4. 忘れがちなゲームプレイ設定:FOVとモーションブラー
グラフィック設定以外にも、視認性に関わる重要な項目があります。
視野 (FOV)
- 推奨設定: 80 (最大)
三人称視点(TPS)のゲームにおいて、FOVは広ければ広いほど周囲の情報を多く得られます。また、FOVを広げると画面中央に描画されるオブジェクトが小さくなるため、GPU負荷がわずかに下がるという逆説的なメリットもあります。基本は最大値の80に設定しましょう。
モーションブラー
- 推奨設定: オフ
カメラを動かしたときに画面を意図的にブレさせる機能です。映画的な臨場感は出ますが、敵を狙うシューターゲームにおいては百害あって一利なしです。ブレのせいで敵の動きを目で追えなくなるため、必ずオフにしてください。
設定まとめ:プレイスタイル別推奨リスト
最後に、これまで解説した内容をプレイスタイル別に整理しました。
【ガチ勢向け】視認性・FPS最優先設定
敵を見つけ、撃ち勝つことだけに特化した設定です。
| 項目 | 設定値 | 理由 |
|---|---|---|
| ウィンドウモード | ボーダーレス | 安定性と利便性 |
| フレーム生成 | オフ | 遅延排除 |
| DLSSモデル | トランスフォーマー | 輪郭をくっきりさせる |
| 視界距離 | 高 | ポップイン防止 |
| シャドウ | 中 or 高 | 敵の影を視認、屋内視認性 |
| ポストプロセス | 低 | 余計な影やハロを排除 |
| テクスチャ | シネマチック | 読み込み遅延防止(負荷増なし) |
| エフェクト | 中 | リュックの発光バグ回避 |
| リフレクション | 中 | 視覚ノイズ低減 |
| 植生 | 低 | 隠れている敵を丸裸にする |
| GI解像度 | 低 | FPS確保 |
| RTX GI | スタティック | FPS確保 |
【バランス型】画質も楽しみたい人向け
PCスペックに余裕があり、Arc Raidersの世界観も楽しみたい人向けです。
| 項目 | 設定値 | 変更点と理由 |
|---|---|---|
| フレーム生成 | オン | ヌルヌル感を優先 |
| シャドウ | 高 | より自然な陰影 |
| リフレクション | 高 | 水面や金属の質感を向上 |
| 植生 | 中 | 地面のスカスカ感を軽減 |
| RTX GI | ダイナミック(高) | 光の表現をリアルにする |
まとめ
『ARC Raiders』のグラフィック設定は、「すべてを低にすれば良い」という単純なものではありません。特に「テクスチャはシネマチック」「エフェクトは中」「植生は低」という3つのポイントを押さえるだけで、FPSを犠牲にすることなく、敵の見つけやすさが格段に向上します。

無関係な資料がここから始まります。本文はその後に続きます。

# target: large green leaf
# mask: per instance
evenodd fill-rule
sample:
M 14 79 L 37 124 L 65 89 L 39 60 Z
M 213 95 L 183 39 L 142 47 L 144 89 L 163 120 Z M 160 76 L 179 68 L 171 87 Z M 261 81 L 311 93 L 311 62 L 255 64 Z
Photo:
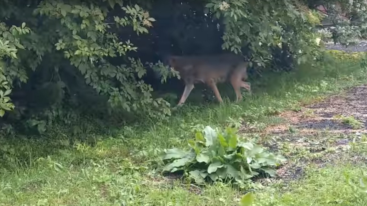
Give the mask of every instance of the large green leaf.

また、アップデートによって「DLSS トランスフォーマーモデル」の有用性が上がったことも見逃せません。以前の情報では「CNN一択」と言われていましたが、現在はトランスフォーマーの方がクリアな視界を提供してくれます。
自分のPCスペックと相談しながら、まずは「ガチ勢向け設定」をベースにし、そこから余裕があればシャドウやリフレクションを上げていく調整方法をおすすめします。最適な設定で、アークレイダースの過酷な世界を生き抜いてください!